This really looks rather good actually:
Tax Advisors Without Borders.
Poor countries often do not know how to run a tax system. And yet recently retired peeps from the rich world often will know how to do so. Put the two together and we might have a winner here.
Do note two very important points:
Compensation of consultants will be limited to modest levels consistent with the compensation typically received by mid-level government officials in the countries in which they reside.
Yes! None of this getting a huge expat NGO wage then.
But also note carefully the tax advice that the proposers think is needed:
For many countries, the most pressing financial task is to maintain effective and fair mechanisms for raising revenues domestically through broad-based taxes, such as consumption taxes and income taxes. In addition, developing countries typically face significant challenges negotiating tax provisions with inbound investors such as mining and agricultural companies…

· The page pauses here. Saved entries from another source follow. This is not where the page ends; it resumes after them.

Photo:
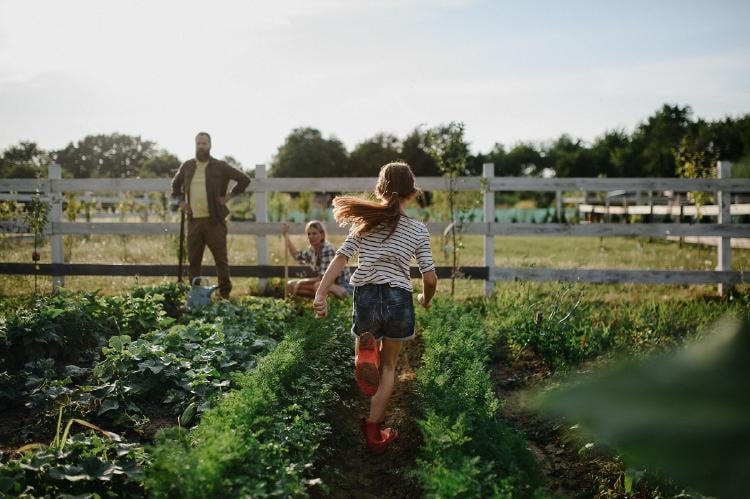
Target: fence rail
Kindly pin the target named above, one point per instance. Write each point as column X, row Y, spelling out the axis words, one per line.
column 54, row 187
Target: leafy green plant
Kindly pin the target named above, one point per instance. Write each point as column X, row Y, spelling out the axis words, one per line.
column 76, row 464
column 261, row 440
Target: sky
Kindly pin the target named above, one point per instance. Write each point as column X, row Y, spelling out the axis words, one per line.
column 250, row 72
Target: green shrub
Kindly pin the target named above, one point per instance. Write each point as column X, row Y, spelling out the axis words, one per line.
column 468, row 450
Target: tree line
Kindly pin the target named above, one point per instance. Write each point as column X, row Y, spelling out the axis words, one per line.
column 671, row 142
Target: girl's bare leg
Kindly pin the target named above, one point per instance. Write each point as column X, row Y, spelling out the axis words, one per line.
column 388, row 358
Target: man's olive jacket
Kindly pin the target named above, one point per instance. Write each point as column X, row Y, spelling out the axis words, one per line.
column 218, row 175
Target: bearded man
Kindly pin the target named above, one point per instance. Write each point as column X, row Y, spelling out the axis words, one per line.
column 201, row 186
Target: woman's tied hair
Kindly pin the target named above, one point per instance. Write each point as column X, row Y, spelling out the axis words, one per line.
column 395, row 180
column 317, row 225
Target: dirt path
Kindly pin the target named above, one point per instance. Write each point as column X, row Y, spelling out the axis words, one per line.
column 570, row 471
column 349, row 470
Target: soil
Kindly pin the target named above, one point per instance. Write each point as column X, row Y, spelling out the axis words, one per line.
column 349, row 470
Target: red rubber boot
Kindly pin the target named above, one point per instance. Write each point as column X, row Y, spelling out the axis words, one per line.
column 367, row 365
column 377, row 439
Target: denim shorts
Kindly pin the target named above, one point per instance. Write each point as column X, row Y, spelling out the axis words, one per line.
column 384, row 311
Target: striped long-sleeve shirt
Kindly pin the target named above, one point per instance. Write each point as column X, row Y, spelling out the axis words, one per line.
column 386, row 260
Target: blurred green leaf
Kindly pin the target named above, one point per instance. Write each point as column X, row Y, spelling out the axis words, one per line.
column 686, row 414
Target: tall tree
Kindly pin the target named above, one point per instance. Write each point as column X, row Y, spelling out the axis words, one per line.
column 659, row 137
column 114, row 155
column 367, row 157
column 24, row 160
column 613, row 155
column 569, row 158
column 163, row 164
column 305, row 153
column 415, row 151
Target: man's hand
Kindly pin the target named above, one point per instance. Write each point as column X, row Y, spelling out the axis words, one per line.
column 421, row 299
column 320, row 305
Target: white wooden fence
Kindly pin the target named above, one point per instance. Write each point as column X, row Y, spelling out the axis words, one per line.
column 54, row 187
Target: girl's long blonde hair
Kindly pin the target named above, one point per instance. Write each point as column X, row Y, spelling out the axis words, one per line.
column 395, row 182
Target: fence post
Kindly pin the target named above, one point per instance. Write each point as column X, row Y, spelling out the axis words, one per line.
column 724, row 170
column 261, row 216
column 488, row 172
column 54, row 172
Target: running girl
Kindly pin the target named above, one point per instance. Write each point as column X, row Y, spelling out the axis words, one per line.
column 383, row 312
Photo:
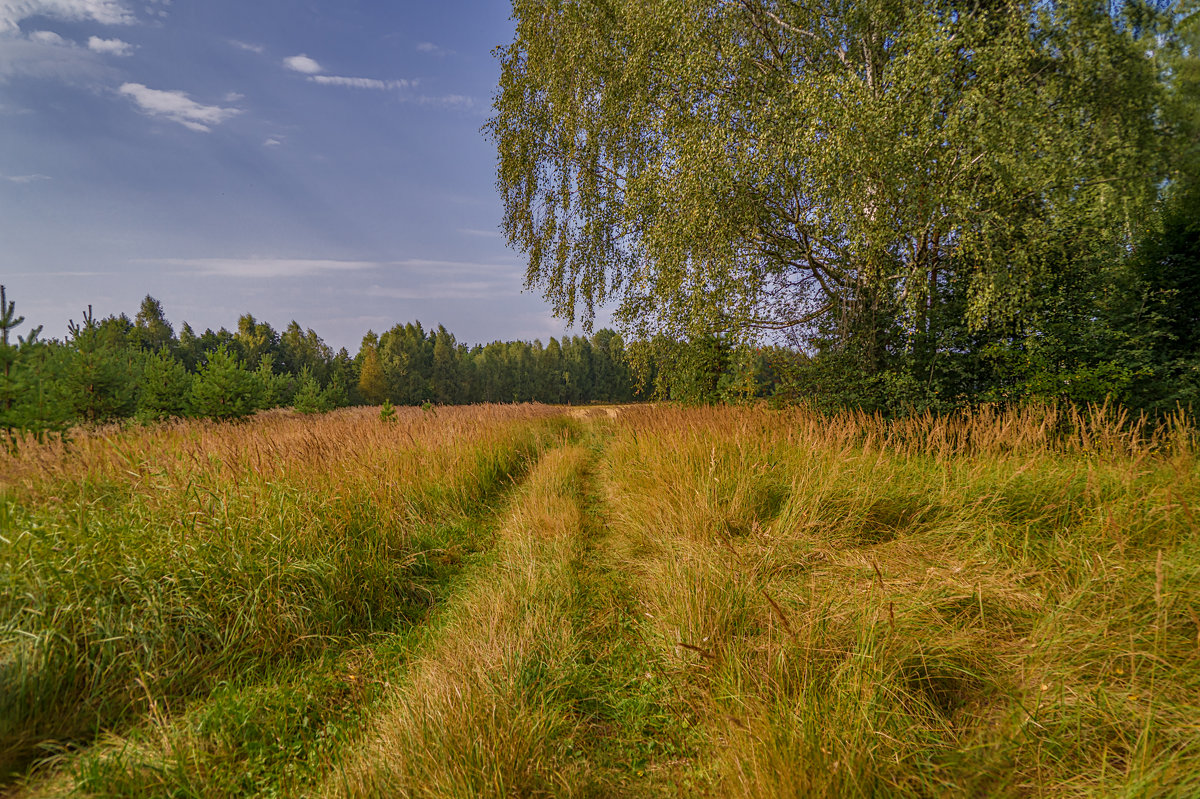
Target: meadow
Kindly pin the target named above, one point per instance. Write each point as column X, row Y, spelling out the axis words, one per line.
column 643, row 601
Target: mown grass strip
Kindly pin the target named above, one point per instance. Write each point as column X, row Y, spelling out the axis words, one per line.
column 535, row 688
column 215, row 562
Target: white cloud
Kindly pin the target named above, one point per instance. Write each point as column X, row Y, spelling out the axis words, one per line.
column 449, row 101
column 443, row 266
column 465, row 290
column 430, row 48
column 301, row 64
column 265, row 268
column 359, row 83
column 45, row 54
column 178, row 107
column 109, row 46
column 107, row 12
column 48, row 37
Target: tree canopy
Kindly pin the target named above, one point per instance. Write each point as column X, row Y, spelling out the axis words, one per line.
column 754, row 164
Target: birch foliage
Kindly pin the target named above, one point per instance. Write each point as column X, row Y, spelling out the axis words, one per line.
column 763, row 164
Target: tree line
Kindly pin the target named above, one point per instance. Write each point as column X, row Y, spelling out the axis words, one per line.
column 117, row 368
column 929, row 203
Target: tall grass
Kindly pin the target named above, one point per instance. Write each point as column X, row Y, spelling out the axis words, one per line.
column 141, row 569
column 989, row 605
column 725, row 602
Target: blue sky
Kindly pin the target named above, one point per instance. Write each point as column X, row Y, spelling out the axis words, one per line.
column 318, row 161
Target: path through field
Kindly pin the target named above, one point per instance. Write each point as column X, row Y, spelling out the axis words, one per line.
column 646, row 602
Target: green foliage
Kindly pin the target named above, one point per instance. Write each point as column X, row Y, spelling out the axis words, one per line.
column 372, row 384
column 733, row 166
column 223, row 389
column 100, row 382
column 166, row 386
column 309, row 398
column 151, row 331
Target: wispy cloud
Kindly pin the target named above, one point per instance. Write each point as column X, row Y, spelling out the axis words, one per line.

Quite: they need help in reducing horribly damaging taxes like tariffs and corporation and capital taxes and moving to more sensible taxation policies: on their own citizens, upon consumption and upon Ricardian Rents (ie, mining royalties etc).
Amusingly, given who is pushing the scheme, this advice is entirely contrary to the advice that those pushing this scheme usually give about taxation in poor countries. You know, the TJN insistence that it\’s corporations and capital that must be taxed, with a healthy dose of tariffs \’coz they\’re easy.